On ne peut que spéculer sur l’avenir de ces expériences scientifiques ou pseudo- scientifiques, mais elles modifient notre rapport à la vie, au corps, à notre intériorité, à notre conscience et à notre rapport au temps et à l’espace. En correspondance, l’image numérique n’est pas perçue comme une empreinte, mais comme une représentation labile où tout est envisageable. L'absence d’impression analogique et l'intelligence de ses effets sont vécues, selon les sensibilités et l’attachement aux traditions, comme un manque ou au contraire comme une potentialité infinie. Le spectateur se soucie plus de se rapprocher de l’image comme événement visuel que de ses fondements ontologiques. Nous sommes loin de l’embaumement d’un corps, de sa momification dans des bandelettes parfumées, prenant l'apparence du défunt. Comme le remarque Vincent Amiel :

« Sur nos écrans, les corps s’éloignent. Et la chair, qui palpitait encore dans la matière de la lumière, disparaît de nos représentations électroniques. La surface, peu à peu, remplace la texture. […] Les couleurs, les formes, les densités et le mouvement sont codés, numérisés, […] (construisant) des types de représentation desquels la densité physique se trouve de plus en plus exclue. Avec les facilités contemporaines de transmission, ce sont les qualités sensibles de l’image qui s’éloignent, ce sont ces corps tangibles qui, de Rubens à Salgado, de Vigo à Cassavetes, ont pesé sur le mouvement des êtres, ont pesé sur l’acte et le geste, ont infléchi l’idée ou la narration.

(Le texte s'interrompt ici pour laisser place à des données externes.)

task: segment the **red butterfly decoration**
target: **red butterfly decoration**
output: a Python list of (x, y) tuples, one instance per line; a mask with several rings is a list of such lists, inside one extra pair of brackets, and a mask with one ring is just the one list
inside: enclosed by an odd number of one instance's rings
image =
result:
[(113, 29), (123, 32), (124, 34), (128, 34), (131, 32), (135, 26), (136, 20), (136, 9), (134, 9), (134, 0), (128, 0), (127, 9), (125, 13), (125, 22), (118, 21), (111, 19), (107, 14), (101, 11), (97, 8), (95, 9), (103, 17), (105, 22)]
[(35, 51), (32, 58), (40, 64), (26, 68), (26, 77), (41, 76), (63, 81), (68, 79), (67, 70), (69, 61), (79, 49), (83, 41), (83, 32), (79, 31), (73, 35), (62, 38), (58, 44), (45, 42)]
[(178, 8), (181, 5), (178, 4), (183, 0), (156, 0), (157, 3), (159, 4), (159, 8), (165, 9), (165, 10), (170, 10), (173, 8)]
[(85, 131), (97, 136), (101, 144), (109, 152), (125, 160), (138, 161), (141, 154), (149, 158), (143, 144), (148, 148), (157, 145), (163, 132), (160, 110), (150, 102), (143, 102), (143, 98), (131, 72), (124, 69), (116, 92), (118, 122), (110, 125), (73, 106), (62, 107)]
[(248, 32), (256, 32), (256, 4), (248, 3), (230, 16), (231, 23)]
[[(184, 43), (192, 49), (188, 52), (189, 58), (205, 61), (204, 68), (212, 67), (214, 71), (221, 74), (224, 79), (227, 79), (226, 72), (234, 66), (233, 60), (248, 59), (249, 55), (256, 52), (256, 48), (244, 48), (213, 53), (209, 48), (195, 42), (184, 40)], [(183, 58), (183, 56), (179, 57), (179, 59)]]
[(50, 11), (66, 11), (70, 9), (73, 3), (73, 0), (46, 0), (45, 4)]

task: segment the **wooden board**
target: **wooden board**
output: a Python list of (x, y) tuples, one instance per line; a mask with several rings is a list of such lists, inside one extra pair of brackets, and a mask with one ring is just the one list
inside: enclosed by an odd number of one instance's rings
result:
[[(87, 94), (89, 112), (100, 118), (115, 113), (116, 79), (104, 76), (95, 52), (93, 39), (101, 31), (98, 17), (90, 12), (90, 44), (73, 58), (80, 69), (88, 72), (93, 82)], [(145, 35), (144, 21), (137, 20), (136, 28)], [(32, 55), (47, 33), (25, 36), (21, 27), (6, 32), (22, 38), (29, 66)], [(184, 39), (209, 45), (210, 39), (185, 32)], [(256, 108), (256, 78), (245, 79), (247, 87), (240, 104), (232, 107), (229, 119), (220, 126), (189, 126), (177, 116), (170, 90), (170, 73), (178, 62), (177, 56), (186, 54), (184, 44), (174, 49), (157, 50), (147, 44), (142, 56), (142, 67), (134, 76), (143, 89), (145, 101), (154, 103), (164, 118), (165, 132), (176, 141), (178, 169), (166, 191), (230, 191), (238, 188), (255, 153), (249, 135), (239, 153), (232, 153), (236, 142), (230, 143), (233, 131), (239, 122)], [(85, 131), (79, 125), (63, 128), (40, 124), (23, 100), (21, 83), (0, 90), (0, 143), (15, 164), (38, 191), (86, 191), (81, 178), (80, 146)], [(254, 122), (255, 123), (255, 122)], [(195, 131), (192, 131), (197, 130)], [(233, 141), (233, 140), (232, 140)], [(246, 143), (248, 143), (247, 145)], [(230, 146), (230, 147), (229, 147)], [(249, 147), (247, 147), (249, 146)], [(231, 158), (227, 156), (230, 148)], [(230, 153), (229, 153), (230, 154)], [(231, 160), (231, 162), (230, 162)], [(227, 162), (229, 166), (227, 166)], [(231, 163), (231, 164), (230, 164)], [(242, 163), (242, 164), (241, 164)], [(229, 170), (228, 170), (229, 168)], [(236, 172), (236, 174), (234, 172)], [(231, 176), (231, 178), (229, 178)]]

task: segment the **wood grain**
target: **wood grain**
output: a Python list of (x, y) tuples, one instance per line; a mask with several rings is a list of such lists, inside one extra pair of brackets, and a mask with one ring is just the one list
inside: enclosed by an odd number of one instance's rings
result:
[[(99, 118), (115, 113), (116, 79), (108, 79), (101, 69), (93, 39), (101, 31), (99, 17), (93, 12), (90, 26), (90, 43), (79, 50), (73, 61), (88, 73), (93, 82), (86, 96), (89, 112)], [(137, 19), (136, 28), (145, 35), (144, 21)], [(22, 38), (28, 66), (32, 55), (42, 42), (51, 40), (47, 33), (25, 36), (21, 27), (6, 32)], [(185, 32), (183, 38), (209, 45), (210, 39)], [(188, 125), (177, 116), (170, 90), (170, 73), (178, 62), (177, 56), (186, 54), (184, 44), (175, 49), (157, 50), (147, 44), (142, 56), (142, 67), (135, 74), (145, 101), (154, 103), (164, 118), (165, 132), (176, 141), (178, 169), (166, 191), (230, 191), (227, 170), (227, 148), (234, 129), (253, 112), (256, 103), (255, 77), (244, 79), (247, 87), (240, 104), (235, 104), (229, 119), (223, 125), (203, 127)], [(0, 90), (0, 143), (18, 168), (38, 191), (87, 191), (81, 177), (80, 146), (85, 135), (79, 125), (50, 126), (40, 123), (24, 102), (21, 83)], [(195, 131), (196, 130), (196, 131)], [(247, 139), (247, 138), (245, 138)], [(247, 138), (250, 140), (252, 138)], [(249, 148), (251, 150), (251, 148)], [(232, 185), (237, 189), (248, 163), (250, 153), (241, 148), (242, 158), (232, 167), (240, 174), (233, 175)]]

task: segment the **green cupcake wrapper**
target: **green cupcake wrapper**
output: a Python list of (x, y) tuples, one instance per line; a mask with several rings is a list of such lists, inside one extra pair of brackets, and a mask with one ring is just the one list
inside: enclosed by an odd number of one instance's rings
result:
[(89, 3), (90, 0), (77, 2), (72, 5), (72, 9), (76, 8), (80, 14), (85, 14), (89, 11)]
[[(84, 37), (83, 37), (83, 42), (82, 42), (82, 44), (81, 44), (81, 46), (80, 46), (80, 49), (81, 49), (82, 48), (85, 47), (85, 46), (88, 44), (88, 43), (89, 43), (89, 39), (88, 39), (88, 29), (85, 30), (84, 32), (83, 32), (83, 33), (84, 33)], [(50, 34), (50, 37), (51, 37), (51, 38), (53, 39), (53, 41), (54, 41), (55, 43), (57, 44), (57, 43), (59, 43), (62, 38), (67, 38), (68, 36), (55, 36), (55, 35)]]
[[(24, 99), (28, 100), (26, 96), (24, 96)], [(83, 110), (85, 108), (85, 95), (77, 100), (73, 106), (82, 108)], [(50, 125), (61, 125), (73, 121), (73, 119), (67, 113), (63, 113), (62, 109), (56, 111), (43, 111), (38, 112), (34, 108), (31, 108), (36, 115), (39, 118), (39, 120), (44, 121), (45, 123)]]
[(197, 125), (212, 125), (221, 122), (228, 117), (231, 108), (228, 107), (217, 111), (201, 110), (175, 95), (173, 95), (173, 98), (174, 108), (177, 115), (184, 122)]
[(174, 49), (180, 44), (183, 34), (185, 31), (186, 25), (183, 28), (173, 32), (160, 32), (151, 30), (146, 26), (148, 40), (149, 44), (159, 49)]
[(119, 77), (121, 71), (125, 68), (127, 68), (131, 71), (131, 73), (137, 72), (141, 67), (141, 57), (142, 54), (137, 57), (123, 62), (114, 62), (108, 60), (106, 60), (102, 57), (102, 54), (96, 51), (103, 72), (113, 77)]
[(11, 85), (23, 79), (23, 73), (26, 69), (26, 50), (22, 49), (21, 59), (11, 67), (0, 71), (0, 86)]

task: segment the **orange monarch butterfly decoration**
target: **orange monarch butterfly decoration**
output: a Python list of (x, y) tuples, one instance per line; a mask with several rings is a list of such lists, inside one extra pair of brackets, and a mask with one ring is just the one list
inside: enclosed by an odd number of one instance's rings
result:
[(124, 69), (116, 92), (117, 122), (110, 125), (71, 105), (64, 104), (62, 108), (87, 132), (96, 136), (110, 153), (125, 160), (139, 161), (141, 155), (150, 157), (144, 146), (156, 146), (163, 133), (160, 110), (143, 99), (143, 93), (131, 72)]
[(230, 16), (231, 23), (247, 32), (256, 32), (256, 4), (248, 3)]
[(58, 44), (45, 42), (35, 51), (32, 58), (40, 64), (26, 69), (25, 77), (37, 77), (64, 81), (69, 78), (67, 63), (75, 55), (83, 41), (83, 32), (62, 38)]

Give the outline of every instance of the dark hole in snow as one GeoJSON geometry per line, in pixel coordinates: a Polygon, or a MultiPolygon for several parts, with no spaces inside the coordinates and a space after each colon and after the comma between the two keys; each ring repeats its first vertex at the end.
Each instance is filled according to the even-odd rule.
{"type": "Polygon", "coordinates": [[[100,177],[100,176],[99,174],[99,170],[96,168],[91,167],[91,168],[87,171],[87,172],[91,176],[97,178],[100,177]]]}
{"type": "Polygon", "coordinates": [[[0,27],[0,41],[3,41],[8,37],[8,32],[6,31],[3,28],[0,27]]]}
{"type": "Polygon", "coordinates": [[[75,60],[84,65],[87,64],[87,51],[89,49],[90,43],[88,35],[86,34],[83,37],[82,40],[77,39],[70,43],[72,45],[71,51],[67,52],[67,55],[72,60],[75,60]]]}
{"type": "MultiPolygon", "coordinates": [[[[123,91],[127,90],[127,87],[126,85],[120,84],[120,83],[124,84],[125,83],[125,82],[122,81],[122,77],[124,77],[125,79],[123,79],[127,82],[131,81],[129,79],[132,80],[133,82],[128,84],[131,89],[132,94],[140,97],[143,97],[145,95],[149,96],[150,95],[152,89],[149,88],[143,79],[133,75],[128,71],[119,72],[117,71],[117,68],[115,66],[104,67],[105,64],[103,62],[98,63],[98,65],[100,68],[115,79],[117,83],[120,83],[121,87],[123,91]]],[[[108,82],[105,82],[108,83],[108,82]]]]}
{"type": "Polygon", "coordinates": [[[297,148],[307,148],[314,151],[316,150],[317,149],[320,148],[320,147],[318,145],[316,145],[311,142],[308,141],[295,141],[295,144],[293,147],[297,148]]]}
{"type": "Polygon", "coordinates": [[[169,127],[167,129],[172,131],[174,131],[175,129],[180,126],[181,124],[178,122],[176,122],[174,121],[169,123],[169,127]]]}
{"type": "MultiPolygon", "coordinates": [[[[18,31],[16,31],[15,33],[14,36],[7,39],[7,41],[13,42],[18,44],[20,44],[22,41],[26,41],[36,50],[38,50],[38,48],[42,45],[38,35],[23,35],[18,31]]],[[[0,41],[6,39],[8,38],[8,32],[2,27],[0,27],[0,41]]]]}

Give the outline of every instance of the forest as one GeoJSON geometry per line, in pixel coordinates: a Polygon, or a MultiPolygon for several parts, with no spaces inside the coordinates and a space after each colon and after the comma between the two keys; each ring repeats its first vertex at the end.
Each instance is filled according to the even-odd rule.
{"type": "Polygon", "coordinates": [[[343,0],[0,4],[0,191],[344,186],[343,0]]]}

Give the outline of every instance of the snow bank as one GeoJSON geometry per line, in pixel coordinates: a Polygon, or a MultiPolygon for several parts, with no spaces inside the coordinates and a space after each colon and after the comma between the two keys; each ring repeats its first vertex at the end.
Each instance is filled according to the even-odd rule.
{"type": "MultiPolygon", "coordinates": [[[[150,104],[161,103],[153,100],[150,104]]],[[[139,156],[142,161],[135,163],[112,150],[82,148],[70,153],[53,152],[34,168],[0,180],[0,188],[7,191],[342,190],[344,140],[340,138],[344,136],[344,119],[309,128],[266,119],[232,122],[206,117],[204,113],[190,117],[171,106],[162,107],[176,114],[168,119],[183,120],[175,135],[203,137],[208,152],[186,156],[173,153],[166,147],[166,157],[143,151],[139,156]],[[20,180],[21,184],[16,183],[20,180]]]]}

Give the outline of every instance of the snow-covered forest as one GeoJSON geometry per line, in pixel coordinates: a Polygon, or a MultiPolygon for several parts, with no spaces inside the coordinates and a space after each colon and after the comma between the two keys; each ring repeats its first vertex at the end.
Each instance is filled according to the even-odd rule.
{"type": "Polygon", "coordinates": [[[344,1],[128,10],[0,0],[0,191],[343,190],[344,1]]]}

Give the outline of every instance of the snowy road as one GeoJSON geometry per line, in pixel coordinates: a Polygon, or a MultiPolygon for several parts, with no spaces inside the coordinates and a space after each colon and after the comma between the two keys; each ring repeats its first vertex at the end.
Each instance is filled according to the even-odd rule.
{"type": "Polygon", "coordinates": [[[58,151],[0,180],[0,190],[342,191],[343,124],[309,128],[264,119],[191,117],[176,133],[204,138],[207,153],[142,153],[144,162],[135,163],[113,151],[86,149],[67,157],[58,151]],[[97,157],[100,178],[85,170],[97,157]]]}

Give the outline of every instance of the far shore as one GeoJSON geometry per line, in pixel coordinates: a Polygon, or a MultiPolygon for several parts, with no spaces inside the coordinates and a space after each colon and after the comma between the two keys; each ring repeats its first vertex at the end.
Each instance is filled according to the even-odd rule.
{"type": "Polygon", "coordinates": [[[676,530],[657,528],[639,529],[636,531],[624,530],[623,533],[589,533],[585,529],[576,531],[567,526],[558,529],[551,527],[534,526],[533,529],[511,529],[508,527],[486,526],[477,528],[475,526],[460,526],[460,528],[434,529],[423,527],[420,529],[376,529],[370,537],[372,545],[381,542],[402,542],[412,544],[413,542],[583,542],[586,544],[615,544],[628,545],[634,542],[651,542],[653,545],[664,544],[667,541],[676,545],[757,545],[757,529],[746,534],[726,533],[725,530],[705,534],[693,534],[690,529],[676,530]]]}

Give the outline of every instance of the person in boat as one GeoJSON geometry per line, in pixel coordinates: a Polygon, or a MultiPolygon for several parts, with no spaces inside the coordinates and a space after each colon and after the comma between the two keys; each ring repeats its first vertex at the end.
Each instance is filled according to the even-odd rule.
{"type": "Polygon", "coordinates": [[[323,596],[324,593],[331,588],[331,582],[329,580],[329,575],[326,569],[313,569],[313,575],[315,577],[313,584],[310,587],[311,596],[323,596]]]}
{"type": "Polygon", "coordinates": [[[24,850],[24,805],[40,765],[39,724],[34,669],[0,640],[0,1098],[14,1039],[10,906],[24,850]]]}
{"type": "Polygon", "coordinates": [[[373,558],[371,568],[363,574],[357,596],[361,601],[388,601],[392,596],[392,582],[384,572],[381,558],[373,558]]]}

Corps lourds, muscles tendus, chairs abandonnées ; ils ont été, pendant des siècles, la part d’image offerte à l’homme, le fragment indicible d’une représentation aux ordres idéologiques successifs par ailleurs trop explicites (religieux, organiques, romantiques…). Sur quels écrans les voir désormais ? Le cinéma sans doute est le dernier (ou le fut-il ?) à offrir au regard un mouvement lesté, non dégagé de la corporéité des formes, où le grain ne s’efface pas au profit de la rapidité d’action, ni la matière au profit du récit.53 »

52 Ibid., p. 141

Les images synthétiques se sont libérées des actes de transsubstantiation qui définissaient les rituels funéraires antiques mais elles accordent, elles aussi, une place essentielle à l’interaction avec les sens. Le virtuel délivre du lien direct avec un corps mais il ambitionne d’imiter et de développer ses capacités. La symbolique du numérique, où se conjuguent les apports des sciences cognitives, telles les neurosciences en lien avec la psychologie et l’intelligence artificielle comme avec la philosophie et la linguistique, n’échappe pas aux « mystères de l’esprit » et aux rapports de ce dernier avec la matière.

L’embaumement s’est changé en cryogénisation. La préservation des organes dans les vases canopes se reconnaît dans la cryoconservation des tissus et des cellules. Les nanotechnologies qui permettraient la régénération des tissus et des organes au niveau moléculaire pourraient inverser le cours de la vie. Les sciences ou pseudosciences expérimentales tentent d’exorciser le temps et les lois naturelles. Elles s’accompagnent du rêve d’ajourner le vieillissement, de perpétuer le fonctionnement des organes vitaux et ainsi de subsister au-delà des limites naturelles. Parallèlement, les représentations répondent à un besoin psychologique, intellectuel et moral profond car elles reflètent notre propre expérience, l’intimité de l’être, la projection de soi, vivre, exister, physiquement, mentalement en tant que sujet et objet de l’autre. Elles proposent d’expérimenter une nouvelle dimension de l’être dans laquelle nous projetons notre désir de voir plus loin, en profondeur mais d’une autre manière.